CMJ Recap: Cold Cave versus the Golden Filter

This blog post was submitted by Max Willens, ZIO's Music Channel Assistant.

A larger version of this image and a complete gallery of photos from last night's event can be be found at Stereogum.

Part of the thrill of going to see a band is, well, what you see. Whether it's a virtuosic guitarist burning through a solo, or an arena full of people reveling in the pyro at a hair metal show, audiences expect some visual complement to the music they're listening to at an ear-splitting volume.

On Tuesday night, the audience at Stereogum's star-studded CMJ showcase saw both how much and how little a band can do.

The showcase's top two acts, the Golden Filter and Cold Cave, both face a hurdle that's becoming increasingly common for performers: generating audience excitement from behind a bank of synthesizers. Though their sounds have differences, their music is mostly produced electronically, a mysterious mix of vintage equipment (Moog synthesizers, Arp 2600s) and contemporary software (Clicktrax, Reason, Ableton).

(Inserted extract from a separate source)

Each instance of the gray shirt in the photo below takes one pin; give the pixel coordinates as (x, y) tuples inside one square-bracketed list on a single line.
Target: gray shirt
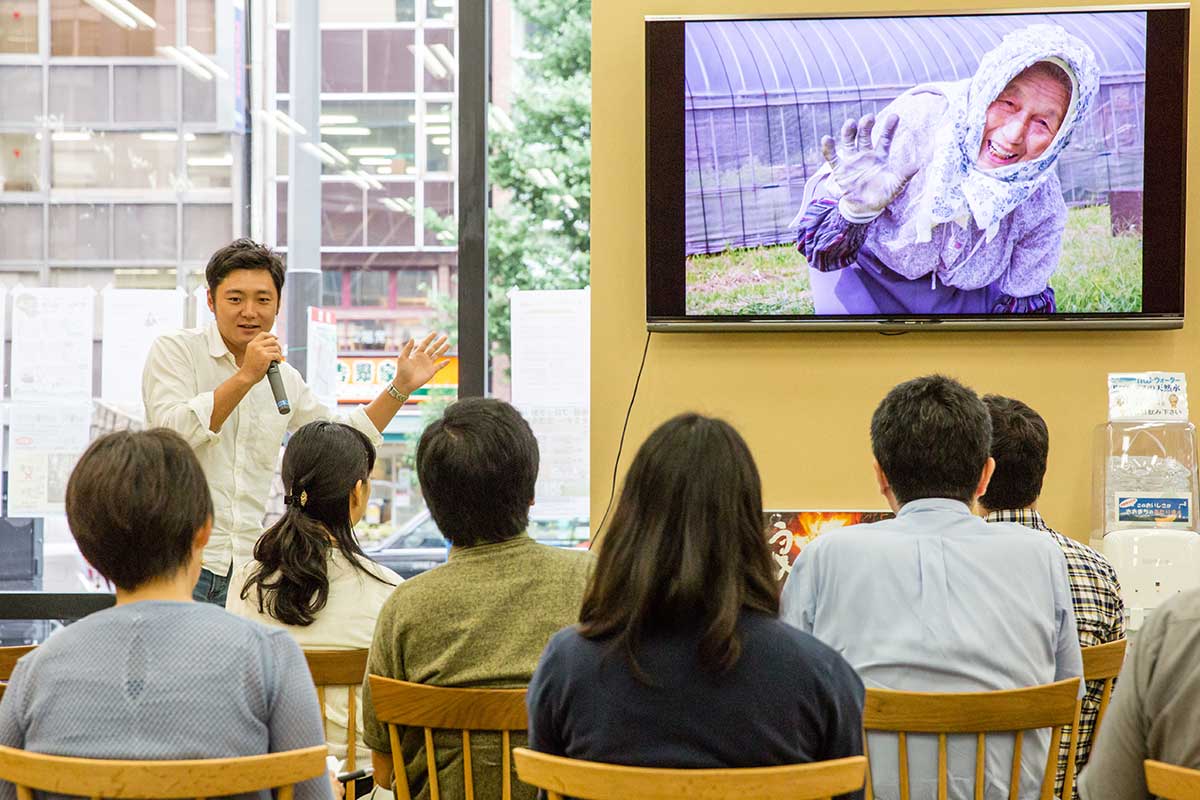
[(1156, 705), (937, 600), (161, 680)]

The second-to-last band to play that night, the Golden Filter is the dancier outfit of the two. Their songs are simple, tied to bright, soft riffs and lead singer Penelope's breathy voice. On stage Tuesday night, they became bigger and more animated: lead programmer Stephen would periodically bash away at some toms positioned near his equipment, Penelope slapped away at a tambourine as she pranced across the stage, and their touring drummer Lisa colored the song's beats with plenty of extra percussion.

At times, they rolled and throbbed like a modern Giorgio Moroder and Donna Summer. Other times, they sounded like a synth-pop version of the Kills (the band snarled their way through a cover of the White Stripes' "The Hardest Button to Button"). But throughout their set, the Golden Filter made pop music's synth-heavy future sound promising.

Cold Cave's set, by contrast, was far more precise than the Golden Filter's (all that extra percussion occasionally sounded sloppy), and also significantly louder. But the young, heavily-hyped band also seemed to rub a lot of the audience the wrong way. Their songs, whose hooks manage to make abrasive synthesizer textures strangely comforting, are heavily reliant on mood. And when each song ended, the reverie or dread the songs had built up vanished. Thanks to poor sequencing, it was hard to get a feel for where their set was going from song to song.

And aside from the band's members tapping their heels in time to the music, nobody on stage moved during the set. Each stared at a set of keyboards, hands occasionally moving, but nobody bothered to address an audience that got smaller and smaller as their set went on. The band's music is downcast, with elements of both cold wave and death metal surfacing occasionally, but without even a modicum of engagement or performative flair, the band's sullen look simply drained the music of its energy.

As synthesizers and electronic musical instruments continue to become more affordable and more widely available, they will become increasingly integral parts of popular music. But because watching somebody click a mouse will always lack the visceral appeal of watching somebody play the drums, bands are going to have to start figuring out how to breathe life into their machine music.